The first-rate labor journalist Josh Eidelson reported recently that as a top administrator at New York University in 2004, Lew spearheaded NYU’s effort to quash the school’s graduate student union. Although the union boasted overwhelming faculty and student support, Lew successfully pushed to have the graduate students’ collective bargaining rights taken away. Even within the progressive enclave of Greenwich Village, Lew lent his wholehearted support to the profoundly damaging neoliberal economic agenda. Is there really any reason to believe he’ll stand up to John Boehner and Mitch McConnell when they demand further safety net retrenchments?

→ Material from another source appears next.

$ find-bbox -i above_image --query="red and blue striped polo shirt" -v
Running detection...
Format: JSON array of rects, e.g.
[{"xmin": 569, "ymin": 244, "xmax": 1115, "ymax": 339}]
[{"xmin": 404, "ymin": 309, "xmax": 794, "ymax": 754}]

At this point, there’s little reason to believe that Lew won’t be confirmed as the next Treasury Secretary. Republicans, who increasingly inhabit the ideological fringe, may attack Lew for his longstanding Democratic ties, but the policy gulf between him and right-wing neoliberals is quite narrow. That a president reelected with the support of working class voters in places like Ohio and Michigan has chosen this man to be the face of his economic policy is most dismaying.
Luke Brinker is a graduate student in the MAPSS program.